In today's world, no more than a casual examination of the everyday life is necessary to gauge how thoroughly, pervasively, and relentlessly our data are being collected. Surveillance is not limited to sensitive areas such as airports—it has penetrated into our everyday activities and thrust into our private life. In our capitalist economy, the typical day is filled with moving through commercial space and making commercial transactions. Companies, for instance, amass substantial amounts of consumer data, which are then processed and fed to algorithms called analytics to maximize profits. Massive consumer databases are built from transaction records, recordings of closed-circuit cameras, phone inquiries, customer surveys, loyalty programs, as well as various identification and access cards used by some businesses.

Since these activities serve business interests, they are well catered by other businesses specializing in the collection and processing of such data. The British company Cambridge Analytica, which was alleged to have illicitly obtained Facebook user data, is a case in point. This type of surveillance, as a "function" embedded within a wide variety of mundane activities, almost always leads to a classification of individuals and groups into categories. Thus, the development and implementation of surveillance activities invariably involve collecting, classifying, managing, manipulating, and commercializing personal data.
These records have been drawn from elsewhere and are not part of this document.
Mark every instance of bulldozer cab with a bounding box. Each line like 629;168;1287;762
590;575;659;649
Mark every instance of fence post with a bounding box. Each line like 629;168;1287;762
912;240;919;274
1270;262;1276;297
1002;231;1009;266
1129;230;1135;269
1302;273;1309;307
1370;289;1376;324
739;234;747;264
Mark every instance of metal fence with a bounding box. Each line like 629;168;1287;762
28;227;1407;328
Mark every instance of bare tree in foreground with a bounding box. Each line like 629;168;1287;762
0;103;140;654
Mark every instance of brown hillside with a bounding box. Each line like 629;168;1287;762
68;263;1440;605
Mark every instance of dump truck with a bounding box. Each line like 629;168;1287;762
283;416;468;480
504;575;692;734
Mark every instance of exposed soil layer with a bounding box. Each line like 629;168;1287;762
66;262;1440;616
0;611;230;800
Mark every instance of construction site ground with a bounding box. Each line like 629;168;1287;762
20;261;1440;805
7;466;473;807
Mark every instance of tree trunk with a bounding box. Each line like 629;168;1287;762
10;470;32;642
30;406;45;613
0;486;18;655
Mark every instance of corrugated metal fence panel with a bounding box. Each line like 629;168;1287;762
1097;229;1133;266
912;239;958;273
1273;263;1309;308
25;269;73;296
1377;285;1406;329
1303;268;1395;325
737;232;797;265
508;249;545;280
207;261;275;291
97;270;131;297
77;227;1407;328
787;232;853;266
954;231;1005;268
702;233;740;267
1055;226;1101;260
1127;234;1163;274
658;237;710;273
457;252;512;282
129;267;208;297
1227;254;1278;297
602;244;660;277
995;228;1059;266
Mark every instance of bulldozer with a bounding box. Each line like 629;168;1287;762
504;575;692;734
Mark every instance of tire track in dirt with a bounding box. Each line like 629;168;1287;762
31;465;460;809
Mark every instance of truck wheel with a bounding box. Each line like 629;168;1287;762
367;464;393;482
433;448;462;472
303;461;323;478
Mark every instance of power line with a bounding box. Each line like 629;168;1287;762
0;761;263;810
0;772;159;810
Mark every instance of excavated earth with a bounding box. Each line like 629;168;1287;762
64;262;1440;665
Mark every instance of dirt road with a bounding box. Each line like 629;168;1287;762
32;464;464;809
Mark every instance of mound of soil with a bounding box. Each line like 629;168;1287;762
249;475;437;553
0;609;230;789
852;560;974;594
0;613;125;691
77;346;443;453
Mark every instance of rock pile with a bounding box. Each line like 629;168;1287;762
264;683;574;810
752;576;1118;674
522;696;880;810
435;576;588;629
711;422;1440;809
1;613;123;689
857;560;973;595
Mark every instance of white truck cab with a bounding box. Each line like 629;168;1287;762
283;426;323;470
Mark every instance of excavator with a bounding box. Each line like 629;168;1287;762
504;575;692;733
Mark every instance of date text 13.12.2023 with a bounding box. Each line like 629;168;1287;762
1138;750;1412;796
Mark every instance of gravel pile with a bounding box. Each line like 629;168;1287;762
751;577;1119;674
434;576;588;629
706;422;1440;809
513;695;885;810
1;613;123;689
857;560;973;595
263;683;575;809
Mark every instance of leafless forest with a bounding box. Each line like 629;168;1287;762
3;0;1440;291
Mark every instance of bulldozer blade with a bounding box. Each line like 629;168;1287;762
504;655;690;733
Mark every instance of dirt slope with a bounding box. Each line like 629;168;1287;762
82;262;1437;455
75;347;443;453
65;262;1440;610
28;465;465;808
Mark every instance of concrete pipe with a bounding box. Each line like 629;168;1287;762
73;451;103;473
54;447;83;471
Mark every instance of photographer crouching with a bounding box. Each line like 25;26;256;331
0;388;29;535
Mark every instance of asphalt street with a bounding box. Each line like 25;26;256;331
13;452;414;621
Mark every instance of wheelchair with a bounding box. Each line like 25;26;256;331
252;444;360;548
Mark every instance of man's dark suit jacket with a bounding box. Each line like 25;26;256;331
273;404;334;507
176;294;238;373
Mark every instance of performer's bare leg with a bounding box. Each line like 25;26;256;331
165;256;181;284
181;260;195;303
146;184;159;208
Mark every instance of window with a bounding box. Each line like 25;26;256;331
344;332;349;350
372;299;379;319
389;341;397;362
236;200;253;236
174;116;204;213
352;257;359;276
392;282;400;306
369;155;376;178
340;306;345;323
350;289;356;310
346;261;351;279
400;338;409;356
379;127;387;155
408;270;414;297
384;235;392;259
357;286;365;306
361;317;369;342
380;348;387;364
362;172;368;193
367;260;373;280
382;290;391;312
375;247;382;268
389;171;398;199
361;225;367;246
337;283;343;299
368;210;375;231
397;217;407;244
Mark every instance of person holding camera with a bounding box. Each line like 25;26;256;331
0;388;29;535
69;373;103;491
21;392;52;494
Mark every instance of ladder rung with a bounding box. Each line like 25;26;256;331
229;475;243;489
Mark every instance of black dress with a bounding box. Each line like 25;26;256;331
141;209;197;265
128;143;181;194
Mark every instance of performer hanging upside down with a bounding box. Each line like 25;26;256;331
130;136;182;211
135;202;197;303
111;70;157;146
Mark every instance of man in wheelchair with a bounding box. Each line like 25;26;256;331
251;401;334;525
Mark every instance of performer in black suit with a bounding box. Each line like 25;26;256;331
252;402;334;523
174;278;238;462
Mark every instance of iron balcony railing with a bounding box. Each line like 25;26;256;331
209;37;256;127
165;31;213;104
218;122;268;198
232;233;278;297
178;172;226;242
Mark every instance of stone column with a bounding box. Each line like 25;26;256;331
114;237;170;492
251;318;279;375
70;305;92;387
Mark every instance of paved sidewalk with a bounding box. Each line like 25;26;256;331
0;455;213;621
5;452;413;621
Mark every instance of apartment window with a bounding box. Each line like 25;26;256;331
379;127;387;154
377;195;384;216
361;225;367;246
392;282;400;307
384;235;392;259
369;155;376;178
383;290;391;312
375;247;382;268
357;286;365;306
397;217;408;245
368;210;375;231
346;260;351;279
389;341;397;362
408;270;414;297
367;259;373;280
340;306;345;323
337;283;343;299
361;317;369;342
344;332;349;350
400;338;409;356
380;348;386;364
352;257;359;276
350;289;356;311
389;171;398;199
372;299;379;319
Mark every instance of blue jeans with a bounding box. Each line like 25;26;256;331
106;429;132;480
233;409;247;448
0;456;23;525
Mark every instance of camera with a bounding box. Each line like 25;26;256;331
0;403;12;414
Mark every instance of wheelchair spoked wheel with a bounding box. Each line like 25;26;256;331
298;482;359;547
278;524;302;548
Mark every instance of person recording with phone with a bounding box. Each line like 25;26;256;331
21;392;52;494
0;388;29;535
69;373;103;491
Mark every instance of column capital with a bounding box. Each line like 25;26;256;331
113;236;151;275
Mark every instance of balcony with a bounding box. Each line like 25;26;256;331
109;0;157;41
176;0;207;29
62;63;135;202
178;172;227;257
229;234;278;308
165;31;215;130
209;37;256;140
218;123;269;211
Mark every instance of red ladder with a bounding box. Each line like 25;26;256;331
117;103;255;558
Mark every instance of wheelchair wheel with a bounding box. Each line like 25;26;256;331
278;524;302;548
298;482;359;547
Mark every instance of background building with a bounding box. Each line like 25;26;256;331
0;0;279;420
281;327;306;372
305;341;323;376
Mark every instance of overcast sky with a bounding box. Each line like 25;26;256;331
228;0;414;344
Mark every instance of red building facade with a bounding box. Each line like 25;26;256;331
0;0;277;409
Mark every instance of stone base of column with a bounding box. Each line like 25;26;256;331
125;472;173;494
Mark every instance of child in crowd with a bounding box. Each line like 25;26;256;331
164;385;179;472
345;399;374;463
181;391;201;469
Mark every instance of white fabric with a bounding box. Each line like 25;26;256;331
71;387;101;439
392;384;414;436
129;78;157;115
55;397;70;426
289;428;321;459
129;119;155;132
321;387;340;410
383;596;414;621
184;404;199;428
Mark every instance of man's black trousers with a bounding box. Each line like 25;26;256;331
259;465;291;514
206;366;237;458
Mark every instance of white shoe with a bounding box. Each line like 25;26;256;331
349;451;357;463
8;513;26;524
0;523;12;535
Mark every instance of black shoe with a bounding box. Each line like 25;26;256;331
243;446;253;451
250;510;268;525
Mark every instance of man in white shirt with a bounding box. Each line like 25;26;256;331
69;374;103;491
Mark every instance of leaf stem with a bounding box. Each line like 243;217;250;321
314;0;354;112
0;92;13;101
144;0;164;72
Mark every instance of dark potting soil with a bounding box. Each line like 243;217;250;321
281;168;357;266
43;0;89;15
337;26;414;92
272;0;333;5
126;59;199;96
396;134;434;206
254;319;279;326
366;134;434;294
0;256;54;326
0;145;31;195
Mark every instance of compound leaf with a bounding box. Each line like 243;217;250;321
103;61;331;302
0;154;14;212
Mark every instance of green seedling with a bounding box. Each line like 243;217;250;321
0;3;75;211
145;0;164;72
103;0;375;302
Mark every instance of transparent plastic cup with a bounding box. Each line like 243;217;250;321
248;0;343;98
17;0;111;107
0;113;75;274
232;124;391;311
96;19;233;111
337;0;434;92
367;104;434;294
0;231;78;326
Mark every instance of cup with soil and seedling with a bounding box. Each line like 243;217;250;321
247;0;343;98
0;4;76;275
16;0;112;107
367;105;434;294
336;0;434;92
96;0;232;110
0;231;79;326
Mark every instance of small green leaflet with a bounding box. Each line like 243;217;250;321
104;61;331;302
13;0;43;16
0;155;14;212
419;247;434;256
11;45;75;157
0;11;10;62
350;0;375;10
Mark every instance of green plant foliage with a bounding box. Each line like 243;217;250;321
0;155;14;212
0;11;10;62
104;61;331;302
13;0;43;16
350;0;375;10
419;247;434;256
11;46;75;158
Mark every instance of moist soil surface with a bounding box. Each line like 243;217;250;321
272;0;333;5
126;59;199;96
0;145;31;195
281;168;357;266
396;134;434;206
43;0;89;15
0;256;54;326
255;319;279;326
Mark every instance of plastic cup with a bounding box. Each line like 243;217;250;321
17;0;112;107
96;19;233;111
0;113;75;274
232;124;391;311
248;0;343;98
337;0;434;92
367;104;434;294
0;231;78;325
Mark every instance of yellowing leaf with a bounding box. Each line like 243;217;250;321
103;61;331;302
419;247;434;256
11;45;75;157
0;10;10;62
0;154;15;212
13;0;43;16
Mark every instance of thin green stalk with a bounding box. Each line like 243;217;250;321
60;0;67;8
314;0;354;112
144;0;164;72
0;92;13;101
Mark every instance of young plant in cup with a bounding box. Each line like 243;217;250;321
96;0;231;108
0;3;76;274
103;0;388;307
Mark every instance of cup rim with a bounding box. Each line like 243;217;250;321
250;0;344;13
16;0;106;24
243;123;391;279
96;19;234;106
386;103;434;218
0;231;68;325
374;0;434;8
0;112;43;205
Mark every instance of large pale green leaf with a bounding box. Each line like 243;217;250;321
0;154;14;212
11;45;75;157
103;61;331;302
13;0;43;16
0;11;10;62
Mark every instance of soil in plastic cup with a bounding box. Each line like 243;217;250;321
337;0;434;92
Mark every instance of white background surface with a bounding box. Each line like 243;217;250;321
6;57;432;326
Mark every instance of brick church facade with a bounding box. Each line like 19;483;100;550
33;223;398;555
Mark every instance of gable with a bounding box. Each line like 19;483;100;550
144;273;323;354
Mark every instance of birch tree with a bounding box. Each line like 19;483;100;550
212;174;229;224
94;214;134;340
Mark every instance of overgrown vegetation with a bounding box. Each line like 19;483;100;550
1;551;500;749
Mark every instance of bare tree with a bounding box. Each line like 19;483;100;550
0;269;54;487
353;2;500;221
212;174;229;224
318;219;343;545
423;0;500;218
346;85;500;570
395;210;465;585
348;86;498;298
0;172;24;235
The inclusion of commercial sphere in the domain of surveillance is significant in that surveillance has deeply embedded itself inside sectors that might have been free, though only to a relative extent, from governmental control and authority in the past. Today, it is performed cooperatively between government organizations and private entities: the government, citing its rightful authority to carry out justice, demands data from companies, which often oblige with such requests. In other words, by watching over large corporations, the government also gets to watch over much wider swaths of the population. By gathering data produced by vast populations, the government is then able to obtain other data that are unrelated to the original collection goals. This method of data acquisition, comparable to warrantless searches, is not only illicit, but also inimical to democracy.

Another major risk possibly stemming from Internet regulation involves the unregulated dissemination of private information: making copies of private information available to data analysis gives rise to duplicates of the same private information—the so-called "data doubles." The danger is that they are no longer physically bound to their original human owners and are bounced around different computing processes and wedded to different data to yield yet new meaningful information. Once created, these shadows lead lives of their own, independent of their precursors. The basic structure of our digital communications is shaped in such a way that it cannot operate without the unwitting duplication and dissemination of data. Such a vicious cycle results in the untrammeled proliferation of parts of one's private information, thoughts, and actions at an unprecedented scale. The slip from availability to exploitation is easy and can be done so surreptitiously precisely because of the nature of digital information. Since the sole objective of big data algorithms is extracting meaningful information—singling out "signals" from a sea of "noise," that is—concerns of privacy become moot.

In conclusion, while safety and security are important concerns indeed, regulation must always proceed with a regard to its side effects: do we want more issues involving personal data going rogue? Do we trust our governments' ability and willingness to regulate themselves and their handling of information? Yes, there is an ethical responsibility to regulate the Internet, in that harmful flow of information and communications must be stopped. However, I believe this must be a collaborative process involving all parties—citizens, corporations, and government agencies. As with any exercise of power, responsible, ethical conduct should be enforced through certain checks-and-balances of power. Giving the administrative branch even more ability to peep into our private lives, at this point, strikes me as a very Hobbesian solution—no less dangerous than keeping the Internet a free arena that it is today.